Accordingly, not only was his work not independently validated, but he had been given the Web design project ($6,000) without any other firms being considered. Our interest was piqued by the @aol.com e-mail address on his invoices. On further analysis, we were dismayed to learn the company had contracted with a Web design/development firm that didn’t even have its own Web site.
Just when we thought it was safe to go back in the accounting office
The accountant noticed us leaving the business manager’s office and directed us into her office. “I just thought you might like to see this,” she said with a surreptitious smile. It was a $7,000 invoice from the IT consultant for a new phone system.
After we validated the existence of a new Northern Telecom phone system, we decided to revisit with the IT consultant. Although the following excerpt seems implausible, I assure you that it is accurate:
CQUR IT: Sorry, forgot to ask you before: What kind of phone system do you have running?
Consultant: Northern Telecom. I don’t remember the model number, but I can get it for you.
CQUR IT: No, that’s okay. Do you know how old it is?
Consultant: It’s only a few months old.
CQUR IT: Do you know whom they bought it from?
Consultant: Verizon, I think.
CQUR IT: From Verizon directly?
Consultant: Well, actually I think it was from a Verizon employee. I’m not sure.
CQUR IT: I thought Northern Telecom sells only through authorized distributors.
Consultant: Well, this was a special deal. You see, the Verizon guy had bought it for his mother—but she didn’t want it, so he could sell it at a really good price.
(This was a 12-line, music-on-hold, voicemail-equipped phone system.)
CQUR IT: So the USO bought it directly from this Verizon employee. We’ll pull the invoice to find out who he is.
Consultant: Well, not directly through the Verizon guy.
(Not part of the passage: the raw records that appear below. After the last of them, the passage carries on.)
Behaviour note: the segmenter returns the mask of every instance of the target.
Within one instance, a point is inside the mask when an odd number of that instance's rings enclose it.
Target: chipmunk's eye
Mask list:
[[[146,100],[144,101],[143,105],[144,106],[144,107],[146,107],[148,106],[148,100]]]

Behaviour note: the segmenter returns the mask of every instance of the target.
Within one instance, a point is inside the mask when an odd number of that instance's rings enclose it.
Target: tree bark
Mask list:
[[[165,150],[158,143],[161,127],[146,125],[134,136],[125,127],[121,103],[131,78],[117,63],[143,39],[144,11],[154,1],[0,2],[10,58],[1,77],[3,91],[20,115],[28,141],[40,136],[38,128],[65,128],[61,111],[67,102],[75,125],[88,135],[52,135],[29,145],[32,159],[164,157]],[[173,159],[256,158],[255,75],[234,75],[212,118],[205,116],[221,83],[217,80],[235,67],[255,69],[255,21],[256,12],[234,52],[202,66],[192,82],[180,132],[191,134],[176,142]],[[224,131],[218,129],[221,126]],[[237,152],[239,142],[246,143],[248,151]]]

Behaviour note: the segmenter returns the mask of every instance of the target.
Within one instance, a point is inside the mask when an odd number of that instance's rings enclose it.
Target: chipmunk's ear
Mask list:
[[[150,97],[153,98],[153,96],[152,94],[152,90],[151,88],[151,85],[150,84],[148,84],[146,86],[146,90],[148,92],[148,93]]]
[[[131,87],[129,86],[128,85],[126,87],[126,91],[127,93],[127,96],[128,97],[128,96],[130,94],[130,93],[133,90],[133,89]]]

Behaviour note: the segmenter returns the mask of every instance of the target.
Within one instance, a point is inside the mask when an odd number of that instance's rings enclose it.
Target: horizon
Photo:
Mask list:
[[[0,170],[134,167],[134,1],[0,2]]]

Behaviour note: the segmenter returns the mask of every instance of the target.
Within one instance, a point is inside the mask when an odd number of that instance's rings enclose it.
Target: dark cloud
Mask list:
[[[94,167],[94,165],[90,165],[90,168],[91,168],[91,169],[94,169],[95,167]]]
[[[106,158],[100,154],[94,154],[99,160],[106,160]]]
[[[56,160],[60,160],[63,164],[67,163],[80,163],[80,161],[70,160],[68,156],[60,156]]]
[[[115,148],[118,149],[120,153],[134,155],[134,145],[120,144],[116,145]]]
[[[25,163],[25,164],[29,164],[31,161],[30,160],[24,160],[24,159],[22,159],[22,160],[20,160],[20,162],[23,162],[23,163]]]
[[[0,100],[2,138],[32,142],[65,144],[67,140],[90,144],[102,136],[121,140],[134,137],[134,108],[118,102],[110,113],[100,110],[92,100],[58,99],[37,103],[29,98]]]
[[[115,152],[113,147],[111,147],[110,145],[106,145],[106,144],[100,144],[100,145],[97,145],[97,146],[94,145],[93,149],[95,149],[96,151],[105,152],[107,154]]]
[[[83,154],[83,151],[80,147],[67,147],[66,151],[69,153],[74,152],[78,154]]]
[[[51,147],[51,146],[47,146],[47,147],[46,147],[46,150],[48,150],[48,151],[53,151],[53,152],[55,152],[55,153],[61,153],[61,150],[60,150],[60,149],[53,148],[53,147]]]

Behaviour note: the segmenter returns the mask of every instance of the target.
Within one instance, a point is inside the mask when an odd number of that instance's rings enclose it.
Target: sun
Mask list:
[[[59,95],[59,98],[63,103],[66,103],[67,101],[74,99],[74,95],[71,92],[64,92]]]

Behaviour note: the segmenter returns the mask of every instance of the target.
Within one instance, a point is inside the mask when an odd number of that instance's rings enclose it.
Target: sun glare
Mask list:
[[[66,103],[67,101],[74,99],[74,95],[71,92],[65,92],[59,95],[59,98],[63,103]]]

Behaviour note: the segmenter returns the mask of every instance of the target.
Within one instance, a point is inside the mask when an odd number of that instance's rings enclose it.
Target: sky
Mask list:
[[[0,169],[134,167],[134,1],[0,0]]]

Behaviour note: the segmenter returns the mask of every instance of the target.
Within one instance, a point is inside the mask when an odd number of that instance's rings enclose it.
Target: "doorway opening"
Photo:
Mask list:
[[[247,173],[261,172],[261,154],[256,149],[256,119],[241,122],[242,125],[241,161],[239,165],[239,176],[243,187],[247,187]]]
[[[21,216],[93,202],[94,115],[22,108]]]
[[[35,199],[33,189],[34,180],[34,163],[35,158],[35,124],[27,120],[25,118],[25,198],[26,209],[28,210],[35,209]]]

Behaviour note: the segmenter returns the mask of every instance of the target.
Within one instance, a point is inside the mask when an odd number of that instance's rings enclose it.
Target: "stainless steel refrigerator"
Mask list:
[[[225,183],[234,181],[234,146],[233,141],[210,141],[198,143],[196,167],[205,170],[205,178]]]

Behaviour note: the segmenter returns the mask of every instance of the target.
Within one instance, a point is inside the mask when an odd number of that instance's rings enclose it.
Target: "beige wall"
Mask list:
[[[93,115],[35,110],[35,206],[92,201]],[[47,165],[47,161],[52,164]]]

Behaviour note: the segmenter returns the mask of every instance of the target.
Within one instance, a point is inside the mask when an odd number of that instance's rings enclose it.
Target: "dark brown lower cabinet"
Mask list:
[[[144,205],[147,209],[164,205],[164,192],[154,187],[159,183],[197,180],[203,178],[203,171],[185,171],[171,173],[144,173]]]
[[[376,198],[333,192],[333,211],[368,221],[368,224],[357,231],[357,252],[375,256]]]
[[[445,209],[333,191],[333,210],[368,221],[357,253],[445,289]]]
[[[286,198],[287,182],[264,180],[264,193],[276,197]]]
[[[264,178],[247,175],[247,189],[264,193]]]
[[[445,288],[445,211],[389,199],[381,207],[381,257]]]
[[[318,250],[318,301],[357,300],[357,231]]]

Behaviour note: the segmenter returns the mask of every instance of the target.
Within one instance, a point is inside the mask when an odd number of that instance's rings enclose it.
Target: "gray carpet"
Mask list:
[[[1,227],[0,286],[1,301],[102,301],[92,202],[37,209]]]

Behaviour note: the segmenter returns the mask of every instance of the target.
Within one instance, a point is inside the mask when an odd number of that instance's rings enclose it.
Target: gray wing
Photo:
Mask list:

Actually, I sold it to them as a favor, because they wanted to cut costs. But I swear I didn’t make any money on the deal.
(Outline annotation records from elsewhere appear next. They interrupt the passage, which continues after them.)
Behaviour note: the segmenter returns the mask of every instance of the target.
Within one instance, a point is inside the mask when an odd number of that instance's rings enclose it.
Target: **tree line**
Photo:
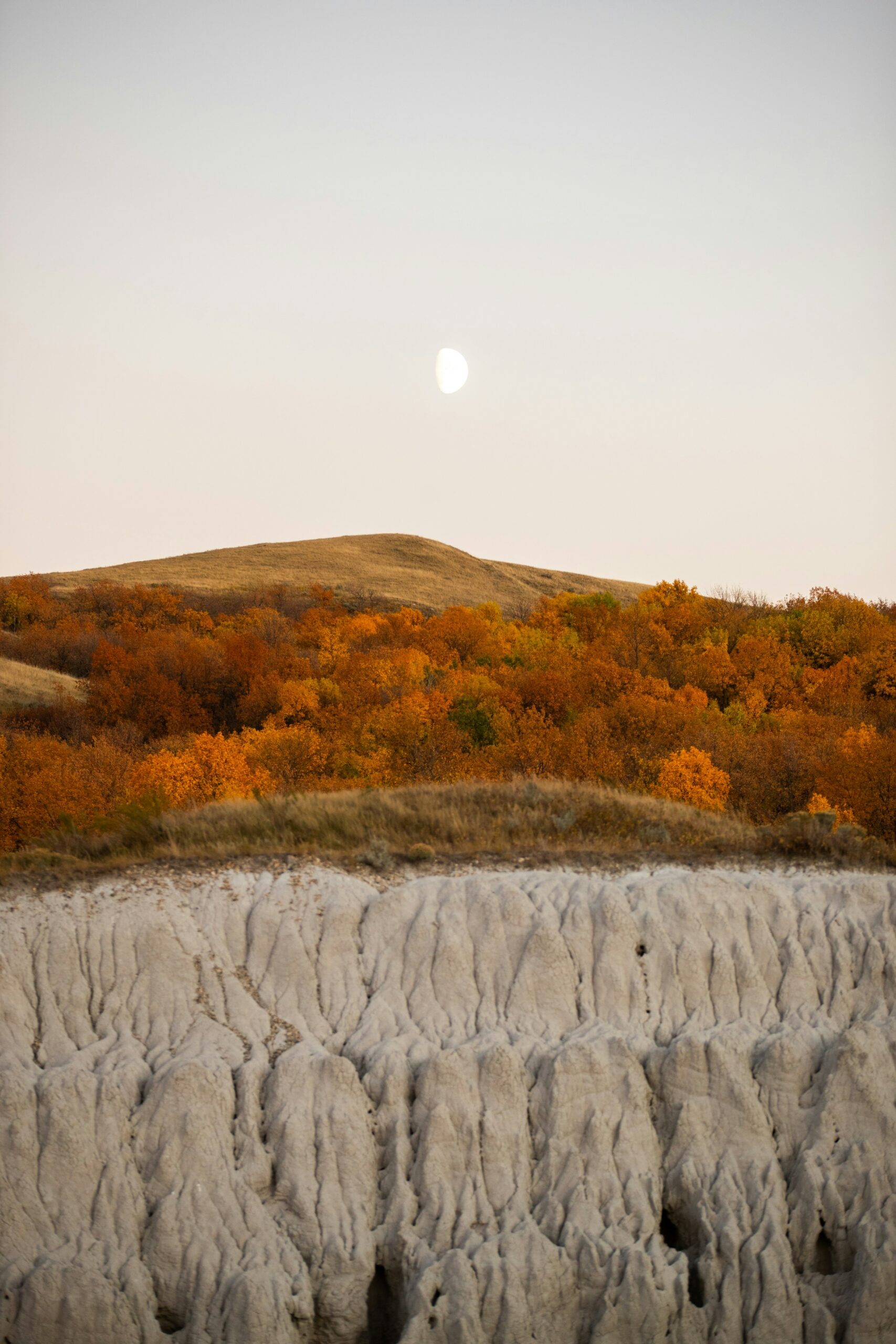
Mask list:
[[[0,848],[122,808],[520,775],[602,781],[896,841],[896,606],[661,582],[352,610],[286,587],[197,597],[0,582],[0,653],[85,677],[0,718]]]

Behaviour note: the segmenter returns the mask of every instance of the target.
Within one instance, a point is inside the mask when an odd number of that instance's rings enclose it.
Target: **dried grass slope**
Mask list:
[[[79,695],[81,691],[82,681],[77,676],[0,659],[0,714],[30,704],[50,704],[60,692]]]
[[[646,586],[504,560],[481,560],[454,546],[403,532],[263,542],[159,560],[54,573],[47,578],[54,589],[62,591],[99,581],[171,583],[216,591],[322,583],[340,595],[380,598],[424,609],[497,602],[510,616],[517,609],[528,610],[540,597],[560,591],[599,590],[630,601]]]

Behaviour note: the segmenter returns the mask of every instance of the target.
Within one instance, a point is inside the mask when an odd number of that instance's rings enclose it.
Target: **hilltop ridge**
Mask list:
[[[484,560],[455,546],[404,532],[259,542],[154,560],[56,571],[46,577],[56,591],[102,581],[171,583],[206,591],[322,583],[337,595],[369,597],[424,609],[497,602],[510,616],[514,607],[523,610],[539,598],[563,590],[600,590],[627,602],[647,586],[506,560]]]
Balancing business efficiency and reasonable and appropriate control mechanisms is a security challenge that we often see in smaller organizations. In this case, however, efforts to cut costs failed to provide the appropriate control mechanisms needed to ensure that the efforts of independent consultants were appropriate, properly aligned with the strategic objectives of the organization, and provided the necessary levels of security.
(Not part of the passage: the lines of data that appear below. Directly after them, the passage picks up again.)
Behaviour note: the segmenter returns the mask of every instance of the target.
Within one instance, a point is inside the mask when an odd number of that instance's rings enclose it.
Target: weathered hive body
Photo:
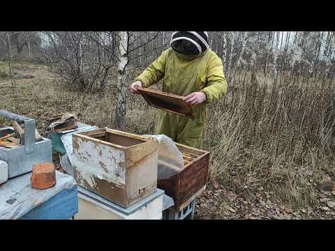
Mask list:
[[[77,183],[127,208],[157,189],[156,139],[109,128],[73,136]]]
[[[168,178],[158,181],[158,188],[173,198],[174,208],[183,208],[206,185],[209,152],[175,143],[183,154],[184,169]]]

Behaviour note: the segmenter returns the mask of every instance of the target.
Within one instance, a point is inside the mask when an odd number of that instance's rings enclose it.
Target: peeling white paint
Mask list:
[[[111,151],[112,146],[103,144],[98,146],[79,137],[75,140],[77,140],[78,149],[73,149],[73,162],[82,182],[85,181],[92,188],[96,188],[96,177],[117,186],[126,185],[126,160],[123,151],[117,149]]]

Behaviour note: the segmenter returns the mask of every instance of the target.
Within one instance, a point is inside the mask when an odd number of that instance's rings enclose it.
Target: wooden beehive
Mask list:
[[[209,152],[175,143],[183,154],[184,169],[168,178],[158,180],[157,187],[173,198],[179,209],[206,185]]]
[[[73,174],[82,188],[127,208],[157,189],[154,139],[109,128],[73,136]]]

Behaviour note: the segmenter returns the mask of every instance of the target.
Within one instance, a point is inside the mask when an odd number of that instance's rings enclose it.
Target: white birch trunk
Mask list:
[[[119,33],[120,40],[119,42],[119,63],[117,66],[118,84],[117,98],[115,113],[115,125],[117,128],[123,129],[125,126],[127,83],[126,82],[126,68],[128,63],[128,31]]]

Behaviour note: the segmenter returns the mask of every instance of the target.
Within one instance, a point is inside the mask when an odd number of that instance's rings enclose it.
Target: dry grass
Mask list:
[[[17,82],[20,113],[38,119],[40,130],[52,114],[65,112],[76,112],[83,123],[113,127],[112,79],[105,91],[91,94],[71,91],[68,83],[51,77]],[[239,74],[226,98],[207,109],[204,149],[211,153],[209,182],[246,197],[246,190],[251,194],[262,185],[292,207],[315,204],[315,188],[335,177],[334,119],[327,108],[334,84],[289,75],[271,79]],[[2,89],[10,84],[0,85]],[[13,111],[11,101],[8,92],[0,107]],[[156,110],[140,96],[129,96],[127,111],[126,130],[154,132]]]

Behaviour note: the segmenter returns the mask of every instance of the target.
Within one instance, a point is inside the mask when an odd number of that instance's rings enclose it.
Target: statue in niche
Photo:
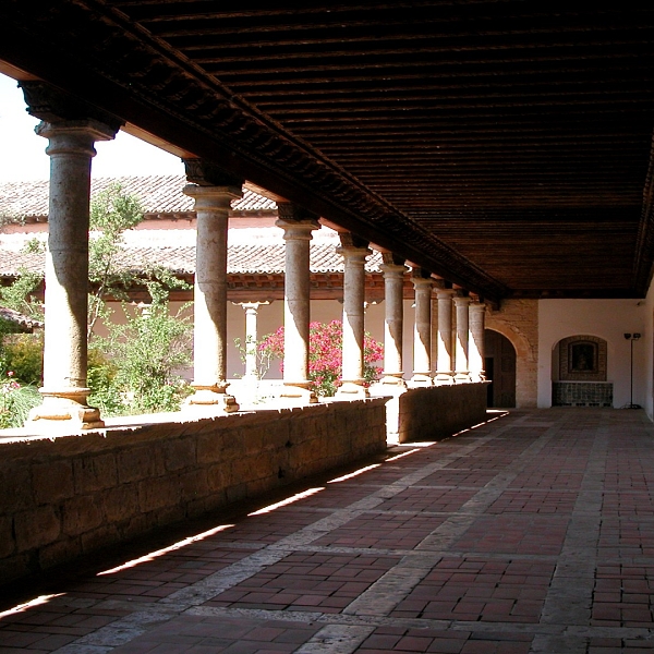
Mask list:
[[[597,347],[595,343],[570,343],[568,356],[570,373],[596,373]]]

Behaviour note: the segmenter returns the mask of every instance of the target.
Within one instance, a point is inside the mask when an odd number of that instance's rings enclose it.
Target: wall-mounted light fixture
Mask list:
[[[630,359],[630,383],[631,383],[631,391],[629,395],[629,404],[625,404],[622,409],[641,409],[640,404],[633,403],[633,341],[639,340],[641,335],[637,331],[634,334],[625,334],[625,338],[629,341],[629,346],[631,348],[631,359]]]

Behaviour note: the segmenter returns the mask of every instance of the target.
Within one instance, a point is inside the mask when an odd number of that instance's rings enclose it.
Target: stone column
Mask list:
[[[486,305],[472,302],[469,308],[470,332],[468,362],[472,382],[485,382],[484,337],[486,330]]]
[[[432,286],[426,270],[414,270],[415,323],[411,386],[432,386]]]
[[[356,242],[352,234],[341,234],[337,252],[343,256],[343,344],[342,384],[337,400],[361,400],[368,396],[363,378],[363,338],[365,302],[365,259],[371,254],[367,243]]]
[[[184,194],[197,215],[193,291],[193,383],[187,408],[239,410],[227,393],[227,233],[230,203],[242,195],[240,180],[201,159],[186,159]]]
[[[436,359],[436,379],[439,386],[455,383],[452,367],[452,289],[438,288],[438,356]]]
[[[28,424],[45,432],[102,427],[86,386],[90,161],[95,142],[111,141],[121,120],[43,82],[21,86],[50,157],[44,401]]]
[[[244,379],[251,382],[258,380],[259,373],[256,365],[256,348],[257,342],[257,318],[258,307],[262,304],[269,304],[269,302],[241,302],[240,303],[245,311],[245,376]]]
[[[457,384],[470,382],[470,370],[468,363],[468,306],[470,298],[456,296],[457,310],[457,336],[455,341],[455,382]]]
[[[308,389],[310,242],[319,229],[315,216],[291,203],[279,203],[276,225],[283,229],[286,276],[283,291],[283,390],[280,399],[302,405],[317,401]]]
[[[386,304],[384,327],[384,373],[374,385],[373,395],[403,392],[407,384],[402,371],[402,332],[404,319],[404,272],[407,267],[390,254],[384,254],[384,300]]]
Unfortunately, this resulted in a plethora of business-impacting problems, including: unreasonably high costs, unreliable network architecture, endangerment of the corporate image by acquiring equipment through inappropriate channels, and exposing parent and client organizations’ networks via multiple viruses/backdoors/zombies identified on their systems.
Our assessment report to HQ contained a number of tactical recommendations, including the replacement of outdated infrastructure components, the installation of a firewall, and the dismissal of the IT consultant. However, the most significant IT recommendations addressed more strategic- and control-related issues relating to appropriate levels of IT governance.
This IT assessment illustrates a basic maxim that is too often forgotten when it comes to IT security: Good business (or common) sense is good IT security. It also illustrates the all-too-common “cost of insecurity,” which is the failure of an organization to achieve its business goals.